Senator Bassey was prosecuted by the anti-graft agency on allegation of receiving vehicle valued at N204 million as bribe from companies linked to one Olajide Omokore, a contractor who executed a N3billion contract for the Government of Akwa Ibom State whilst Senator Bassey was Commissioner for finance and Chairman of the Inter-Ministerial Direct Labour Coordinating Committee

The offence contravenes Section 15 (2) (d) of the Money Laundering (Prohibition) Act, 2011 (as amended) and is punishable under Section 15 (3) of the same Act.

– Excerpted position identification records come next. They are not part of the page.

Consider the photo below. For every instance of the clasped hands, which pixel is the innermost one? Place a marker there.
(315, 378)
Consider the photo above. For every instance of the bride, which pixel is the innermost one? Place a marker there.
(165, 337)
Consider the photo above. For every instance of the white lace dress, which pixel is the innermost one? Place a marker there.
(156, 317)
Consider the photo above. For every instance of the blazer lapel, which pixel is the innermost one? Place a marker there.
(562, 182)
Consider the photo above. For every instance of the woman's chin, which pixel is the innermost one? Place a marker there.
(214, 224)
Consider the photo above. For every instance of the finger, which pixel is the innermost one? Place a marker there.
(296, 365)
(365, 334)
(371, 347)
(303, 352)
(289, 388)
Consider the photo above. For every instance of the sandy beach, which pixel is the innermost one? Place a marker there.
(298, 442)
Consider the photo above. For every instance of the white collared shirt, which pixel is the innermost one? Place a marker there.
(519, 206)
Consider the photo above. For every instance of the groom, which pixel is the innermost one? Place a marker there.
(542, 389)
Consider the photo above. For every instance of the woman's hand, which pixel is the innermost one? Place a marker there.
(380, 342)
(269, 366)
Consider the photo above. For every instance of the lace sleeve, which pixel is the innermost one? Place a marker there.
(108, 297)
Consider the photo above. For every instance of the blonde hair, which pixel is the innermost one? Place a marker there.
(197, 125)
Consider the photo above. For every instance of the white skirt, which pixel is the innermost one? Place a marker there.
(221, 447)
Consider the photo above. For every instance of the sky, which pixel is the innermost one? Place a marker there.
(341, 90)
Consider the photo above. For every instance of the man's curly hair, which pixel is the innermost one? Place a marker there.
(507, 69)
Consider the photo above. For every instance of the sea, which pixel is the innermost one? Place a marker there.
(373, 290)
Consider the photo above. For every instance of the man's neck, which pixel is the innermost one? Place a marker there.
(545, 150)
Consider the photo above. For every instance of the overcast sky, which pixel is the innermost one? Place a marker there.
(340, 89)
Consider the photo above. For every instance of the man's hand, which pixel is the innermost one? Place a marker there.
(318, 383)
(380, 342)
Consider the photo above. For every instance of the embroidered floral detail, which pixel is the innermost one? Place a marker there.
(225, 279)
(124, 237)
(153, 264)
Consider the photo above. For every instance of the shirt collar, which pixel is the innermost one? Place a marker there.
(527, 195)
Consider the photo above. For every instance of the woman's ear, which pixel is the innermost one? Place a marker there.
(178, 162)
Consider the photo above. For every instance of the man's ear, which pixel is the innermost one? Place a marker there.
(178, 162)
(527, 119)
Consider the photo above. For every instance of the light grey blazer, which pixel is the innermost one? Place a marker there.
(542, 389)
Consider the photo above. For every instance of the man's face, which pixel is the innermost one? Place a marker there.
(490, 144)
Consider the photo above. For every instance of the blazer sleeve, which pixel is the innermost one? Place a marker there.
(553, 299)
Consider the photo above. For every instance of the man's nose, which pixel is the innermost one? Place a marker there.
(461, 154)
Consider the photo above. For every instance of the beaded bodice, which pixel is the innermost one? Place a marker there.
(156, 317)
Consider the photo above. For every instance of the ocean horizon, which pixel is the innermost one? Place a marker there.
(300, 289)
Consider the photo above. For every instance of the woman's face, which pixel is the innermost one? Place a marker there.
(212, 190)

One of the charges against the senator reads, “That you, Albert Bassey, whilst being the Commissioner for Finance, Akwa Ibom State and Chairman of Akwa Ibom State Inter-Ministerial Direct Labour Coordinating Committee, IMDLCC sometime in December 2012, within the jurisdiction of this Honourable Court, indirectly took possession of a vehicle (Infinity QX 56 BP) valued at N45,000,000.00 at the instance of one Olajide Jones Omokore (whose companies had contracts with Akwa Ibom State Government at that material time), when you reasonably ought to have known that the said vehicle formed part of proceed of unlawful activity (to wit: corruption) and you thereby committed an offence contrary to Section 15 (2) (d) of the Money Laundering (Prohibition) Act, 2011 (as amended) and punishable under Section 15 (3) of the same Act”.

Upon arraignment, the senator pleaded not guilty to the charges setting the stage for his full trial.